La hazaña del Apolo 11 era también la de los EE.UU., que coronaban así su superioridad tecnológica y organizativa sobre la Unión Soviética.

La dimensión de la caminata lunar de Armstrong y Aldrin opacaba las contradicciones y conflictos de la sociedad que los había lanzado al espacio. La carrera espacial, en términos generales, era objeto de la disputa por la hegemonía en un mundo bipolar, y sus enormes costos, motivo de discusiones.

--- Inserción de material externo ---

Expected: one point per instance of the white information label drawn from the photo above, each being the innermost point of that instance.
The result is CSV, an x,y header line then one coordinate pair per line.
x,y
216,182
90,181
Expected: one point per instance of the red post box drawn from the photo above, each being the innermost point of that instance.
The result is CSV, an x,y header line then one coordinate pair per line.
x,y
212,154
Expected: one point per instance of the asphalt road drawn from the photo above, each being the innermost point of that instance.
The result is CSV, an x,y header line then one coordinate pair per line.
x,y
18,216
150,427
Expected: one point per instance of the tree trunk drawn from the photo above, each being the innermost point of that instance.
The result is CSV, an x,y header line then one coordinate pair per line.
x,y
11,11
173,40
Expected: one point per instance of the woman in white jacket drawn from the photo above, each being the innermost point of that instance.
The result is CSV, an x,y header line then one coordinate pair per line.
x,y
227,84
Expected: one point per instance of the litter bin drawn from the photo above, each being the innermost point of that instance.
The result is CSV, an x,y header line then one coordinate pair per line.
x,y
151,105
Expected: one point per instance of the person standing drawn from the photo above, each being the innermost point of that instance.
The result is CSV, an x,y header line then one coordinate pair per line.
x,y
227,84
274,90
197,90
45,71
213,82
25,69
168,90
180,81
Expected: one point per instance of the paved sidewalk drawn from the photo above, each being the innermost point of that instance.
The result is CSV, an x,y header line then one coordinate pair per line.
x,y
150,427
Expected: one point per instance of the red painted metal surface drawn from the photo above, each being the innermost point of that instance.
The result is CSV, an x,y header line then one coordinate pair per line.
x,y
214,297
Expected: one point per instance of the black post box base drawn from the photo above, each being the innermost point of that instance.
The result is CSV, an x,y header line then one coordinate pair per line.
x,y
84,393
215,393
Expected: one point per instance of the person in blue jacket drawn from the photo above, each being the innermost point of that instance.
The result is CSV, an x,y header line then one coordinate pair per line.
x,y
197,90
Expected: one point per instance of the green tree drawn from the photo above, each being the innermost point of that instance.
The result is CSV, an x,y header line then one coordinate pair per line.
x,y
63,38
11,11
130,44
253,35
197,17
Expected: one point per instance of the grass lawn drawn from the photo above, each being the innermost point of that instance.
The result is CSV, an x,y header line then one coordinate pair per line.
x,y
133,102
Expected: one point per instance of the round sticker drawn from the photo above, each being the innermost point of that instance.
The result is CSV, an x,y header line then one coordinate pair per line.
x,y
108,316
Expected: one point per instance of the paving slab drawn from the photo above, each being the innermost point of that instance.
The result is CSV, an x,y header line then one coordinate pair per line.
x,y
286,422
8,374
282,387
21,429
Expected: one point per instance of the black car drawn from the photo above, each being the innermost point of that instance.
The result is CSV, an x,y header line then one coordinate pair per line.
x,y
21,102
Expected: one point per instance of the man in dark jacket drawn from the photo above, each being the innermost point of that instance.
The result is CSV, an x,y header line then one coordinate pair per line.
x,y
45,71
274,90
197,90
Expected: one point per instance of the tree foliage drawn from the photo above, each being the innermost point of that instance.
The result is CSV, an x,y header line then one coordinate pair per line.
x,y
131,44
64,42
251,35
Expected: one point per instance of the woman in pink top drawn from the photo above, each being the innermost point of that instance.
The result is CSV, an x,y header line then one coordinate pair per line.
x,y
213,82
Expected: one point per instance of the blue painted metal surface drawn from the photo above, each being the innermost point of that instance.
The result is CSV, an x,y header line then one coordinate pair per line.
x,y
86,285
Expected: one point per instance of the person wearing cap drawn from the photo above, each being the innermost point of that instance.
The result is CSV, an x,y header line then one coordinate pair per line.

Las imágenes y relatos sobre semejante aventura marcaron la infancia de mi generación. ¿Hacia dónde irían los nuevos desafíos cósmicos? ¿Sería Marte la siguiente frontera? Ser astronauta parecía un sueño lo suficientemente grandioso y posible para cuando fuéramos grandes.

La historia de la llegada a la Luna no comenzó siete años antes de 1969, con el reto lanzado por el presidente Kennedy, ni tampoco con el 4 de octubre de 1957, cuando la URSS lograba que el primer satélite artificial, el mítico Sputnik 1, orbitara la Tierra.

El ser humano existe porque tiene horizontes imaginarios que parecen inalcanzables. Algunas veces, las menos, su espíritu descubridor tiene conquistas casi sobrenaturales, como el Apolo 11. Otras, se registra de manera tan pedestre y cotidiana que nadie repara en ella, como la sucesión de decisiones que nos convirtieron, después de deambular durante milenios, en una raza sedentaria y civilizada.

Pero quien nos llevó a la Luna y nos trajo a este presente de revolución biotecnológica, inteligencia artificial y abundancia fue un primate humanoide, inquieto hasta el delirio, que decidió desafiar su destino de árbol y lianas, y se lanzó a caminar sobre sus piernas, en alguna pradera del este de África.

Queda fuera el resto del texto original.